Third, migrate services one at a time. Start with the simplest ones — services with minimal annotation customisation. Convert each Ingress to an HTTPRoute, verify, then delete the old Ingress. Don’t batch them. If something goes wrong, you want to know exactly which migration caused it.
Fourth, handle the tricky annotations. This is where you’ll spend the most time. Some annotations map directly to Gateway API features (traffic splitting, header modification, redirects). Others might require controller-specific policy resources. For example, rate limiting isn’t in the core Gateway API spec yet, but most controllers offer it through policy attachment:
apiVersion: gateway.envoyproxy.io/v1alpha1
kind: BackendTrafficPolicy
metadata:
name: api-rate-limit
namespace: api-team
spec:
targetRefs:
- group: gateway.networking.k8s.io
kind: HTTPRoute
name: api-route
rateLimit:
type: Global
global:
rules:
- limit:
requests: 100
unit: Minute
Yes, this is controller-specific. But it’s a typed, validated resource — not a string annotation. And the Gateway API community is actively working on standardising these policies. The direction is clear even if not everything is GA yet.
What’s Coming Next
Gateway API isn’t standing still. The roadmap is packed with features that’ll make it even more compelling:
- GRPCRoute is already in GA, giving gRPC services first-class routing without HTTP path hacks.
- TCPRoute and UDPRoute are progressing through the experimental channel for non-HTTP workloads.
- Policy attachment is being standardised so things like rate limiting, authentication, and retry policies get a consistent API across controllers.
- Service mesh integration through the GAMMA initiative is bringing Gateway API to east-west traffic, not just north-south. This could eventually replace a lot of the custom CRDs that service meshes currently use.
- Backend TLS policy for configuring mTLS between the gateway and backend services is maturing rapidly.
The momentum behind Gateway API is real. Every major controller vendor is investing heavily. The CNCF is behind it. And the community is shipping at a pace that Ingress never managed. I expect that within a year or two, starting a new cluster with plain Ingress will feel as dated as writing raw iptables rules instead of using NetworkPolicy.
Should You Migrate Now?
If you’re starting a new cluster, use Gateway API. Full stop.
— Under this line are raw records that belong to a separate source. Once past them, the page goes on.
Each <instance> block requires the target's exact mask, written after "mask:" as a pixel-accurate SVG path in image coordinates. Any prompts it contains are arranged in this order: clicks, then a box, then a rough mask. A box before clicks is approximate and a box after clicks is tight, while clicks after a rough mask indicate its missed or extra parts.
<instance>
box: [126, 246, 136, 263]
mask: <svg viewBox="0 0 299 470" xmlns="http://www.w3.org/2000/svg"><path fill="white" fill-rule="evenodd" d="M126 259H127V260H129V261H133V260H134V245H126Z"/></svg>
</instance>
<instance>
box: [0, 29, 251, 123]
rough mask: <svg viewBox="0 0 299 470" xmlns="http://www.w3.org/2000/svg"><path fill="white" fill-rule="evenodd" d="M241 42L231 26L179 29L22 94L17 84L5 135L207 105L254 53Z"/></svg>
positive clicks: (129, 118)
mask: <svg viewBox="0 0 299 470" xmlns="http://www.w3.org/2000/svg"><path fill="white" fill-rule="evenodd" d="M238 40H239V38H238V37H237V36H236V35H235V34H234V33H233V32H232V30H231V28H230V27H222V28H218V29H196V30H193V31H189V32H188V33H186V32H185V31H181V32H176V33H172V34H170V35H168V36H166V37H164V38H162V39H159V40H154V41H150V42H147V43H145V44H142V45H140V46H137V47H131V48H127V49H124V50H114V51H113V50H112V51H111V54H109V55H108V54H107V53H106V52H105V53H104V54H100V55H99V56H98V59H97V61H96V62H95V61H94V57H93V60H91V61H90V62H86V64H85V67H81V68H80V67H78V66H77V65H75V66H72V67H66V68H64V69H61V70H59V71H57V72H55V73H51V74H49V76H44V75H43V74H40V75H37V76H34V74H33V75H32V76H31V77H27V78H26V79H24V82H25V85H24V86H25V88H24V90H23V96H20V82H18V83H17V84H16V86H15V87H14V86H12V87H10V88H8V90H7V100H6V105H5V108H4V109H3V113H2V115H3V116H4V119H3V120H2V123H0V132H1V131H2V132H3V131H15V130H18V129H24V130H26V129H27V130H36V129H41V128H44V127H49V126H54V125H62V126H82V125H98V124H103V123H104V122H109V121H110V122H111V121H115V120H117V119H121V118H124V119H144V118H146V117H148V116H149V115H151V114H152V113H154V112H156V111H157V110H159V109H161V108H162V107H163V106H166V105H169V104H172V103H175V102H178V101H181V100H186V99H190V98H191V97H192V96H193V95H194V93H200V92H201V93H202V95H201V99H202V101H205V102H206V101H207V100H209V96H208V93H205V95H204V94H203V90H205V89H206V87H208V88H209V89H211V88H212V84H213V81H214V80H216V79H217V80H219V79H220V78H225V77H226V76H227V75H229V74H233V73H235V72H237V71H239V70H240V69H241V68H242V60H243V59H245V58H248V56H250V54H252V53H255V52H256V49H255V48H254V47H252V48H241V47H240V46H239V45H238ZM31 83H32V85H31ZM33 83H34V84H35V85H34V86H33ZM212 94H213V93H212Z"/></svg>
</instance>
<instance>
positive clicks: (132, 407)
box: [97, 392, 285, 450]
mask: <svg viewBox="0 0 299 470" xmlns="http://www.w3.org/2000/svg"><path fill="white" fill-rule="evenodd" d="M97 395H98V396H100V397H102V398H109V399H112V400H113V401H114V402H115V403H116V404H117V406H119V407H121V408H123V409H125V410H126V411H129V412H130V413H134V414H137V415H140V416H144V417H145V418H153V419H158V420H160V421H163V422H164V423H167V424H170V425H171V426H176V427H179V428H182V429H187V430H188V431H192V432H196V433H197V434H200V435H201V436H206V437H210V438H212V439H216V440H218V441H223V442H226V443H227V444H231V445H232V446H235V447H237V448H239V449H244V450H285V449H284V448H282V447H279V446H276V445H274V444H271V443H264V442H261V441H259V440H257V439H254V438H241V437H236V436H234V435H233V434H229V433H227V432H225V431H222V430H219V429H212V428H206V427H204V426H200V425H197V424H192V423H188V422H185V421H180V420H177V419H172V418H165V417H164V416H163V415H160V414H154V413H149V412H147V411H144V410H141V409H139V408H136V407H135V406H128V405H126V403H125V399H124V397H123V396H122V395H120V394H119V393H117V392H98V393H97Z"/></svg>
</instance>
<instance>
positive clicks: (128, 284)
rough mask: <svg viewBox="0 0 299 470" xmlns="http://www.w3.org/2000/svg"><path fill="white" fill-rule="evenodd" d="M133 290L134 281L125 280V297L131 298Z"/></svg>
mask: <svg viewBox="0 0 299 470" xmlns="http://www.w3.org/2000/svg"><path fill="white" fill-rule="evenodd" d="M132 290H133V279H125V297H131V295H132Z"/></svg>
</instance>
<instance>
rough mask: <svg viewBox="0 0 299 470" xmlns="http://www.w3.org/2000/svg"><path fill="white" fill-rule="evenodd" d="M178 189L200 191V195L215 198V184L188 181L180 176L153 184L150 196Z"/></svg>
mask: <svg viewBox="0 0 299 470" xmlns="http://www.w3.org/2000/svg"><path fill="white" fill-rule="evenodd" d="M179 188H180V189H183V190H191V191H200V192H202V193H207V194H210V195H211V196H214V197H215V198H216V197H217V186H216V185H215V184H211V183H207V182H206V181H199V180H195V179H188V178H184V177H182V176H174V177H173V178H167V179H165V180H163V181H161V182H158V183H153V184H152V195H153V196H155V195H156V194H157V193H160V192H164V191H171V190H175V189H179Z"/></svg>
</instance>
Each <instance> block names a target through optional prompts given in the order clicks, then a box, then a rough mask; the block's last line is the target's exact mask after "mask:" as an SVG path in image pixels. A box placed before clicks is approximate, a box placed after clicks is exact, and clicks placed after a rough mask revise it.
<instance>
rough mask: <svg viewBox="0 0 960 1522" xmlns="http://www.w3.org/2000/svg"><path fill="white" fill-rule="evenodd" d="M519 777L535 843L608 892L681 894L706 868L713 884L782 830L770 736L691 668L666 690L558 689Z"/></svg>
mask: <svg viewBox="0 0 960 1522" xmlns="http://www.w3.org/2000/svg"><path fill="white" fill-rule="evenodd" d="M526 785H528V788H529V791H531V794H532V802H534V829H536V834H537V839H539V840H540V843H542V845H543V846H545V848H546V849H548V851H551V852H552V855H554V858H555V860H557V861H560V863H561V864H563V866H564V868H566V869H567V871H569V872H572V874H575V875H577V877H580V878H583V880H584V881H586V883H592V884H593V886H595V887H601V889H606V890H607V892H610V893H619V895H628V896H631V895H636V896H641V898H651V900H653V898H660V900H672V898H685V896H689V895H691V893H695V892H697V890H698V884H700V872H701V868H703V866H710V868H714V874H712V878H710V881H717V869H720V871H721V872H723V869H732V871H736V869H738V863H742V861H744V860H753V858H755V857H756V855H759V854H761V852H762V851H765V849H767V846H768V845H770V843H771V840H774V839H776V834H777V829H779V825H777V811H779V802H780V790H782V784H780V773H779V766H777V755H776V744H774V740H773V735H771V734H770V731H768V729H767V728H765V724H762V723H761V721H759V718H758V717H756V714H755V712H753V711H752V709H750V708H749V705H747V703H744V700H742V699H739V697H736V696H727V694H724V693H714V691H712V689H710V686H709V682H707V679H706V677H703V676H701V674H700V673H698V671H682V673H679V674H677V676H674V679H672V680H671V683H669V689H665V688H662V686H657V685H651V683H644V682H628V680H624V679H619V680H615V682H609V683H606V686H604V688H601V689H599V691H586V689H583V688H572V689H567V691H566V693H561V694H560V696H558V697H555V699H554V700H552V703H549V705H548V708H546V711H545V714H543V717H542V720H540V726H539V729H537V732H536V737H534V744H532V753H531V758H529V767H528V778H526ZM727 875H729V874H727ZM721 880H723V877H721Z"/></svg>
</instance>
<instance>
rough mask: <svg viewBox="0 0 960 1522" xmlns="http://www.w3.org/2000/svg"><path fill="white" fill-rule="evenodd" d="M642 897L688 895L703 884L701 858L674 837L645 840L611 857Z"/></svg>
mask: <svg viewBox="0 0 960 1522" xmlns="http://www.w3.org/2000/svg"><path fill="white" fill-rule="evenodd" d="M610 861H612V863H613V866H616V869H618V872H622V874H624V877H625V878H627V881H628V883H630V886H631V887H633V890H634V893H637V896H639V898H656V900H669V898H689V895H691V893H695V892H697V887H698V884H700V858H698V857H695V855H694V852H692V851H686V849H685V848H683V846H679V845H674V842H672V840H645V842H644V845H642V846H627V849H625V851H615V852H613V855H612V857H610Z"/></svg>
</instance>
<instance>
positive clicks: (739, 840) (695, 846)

There’s no reason to begin with Ingress in 2026.
If you’re running existing clusters, the answer depends on your pain level. If you’ve got a handful of simple Ingress resources with minimal annotations, there’s no rush. They’ll keep working. But if you’re drowning in controller-specific annotations, fighting with multi-team access control, or wanting proper traffic splitting without third-party hacks — start migrating now. The tooling is mature enough, the spec is stable, and the migration path is well-documented.
Gateway API is what Ingress should have been from day one. It respects the reality that infrastructure teams and application teams have different responsibilities. It makes traffic management a first-class, validated, portable concept instead of an afterthought stuffed into annotations. And it’s only getting better.
I’ve migrated my production clusters and I’m not going back. You probably shouldn’t wait much longer either.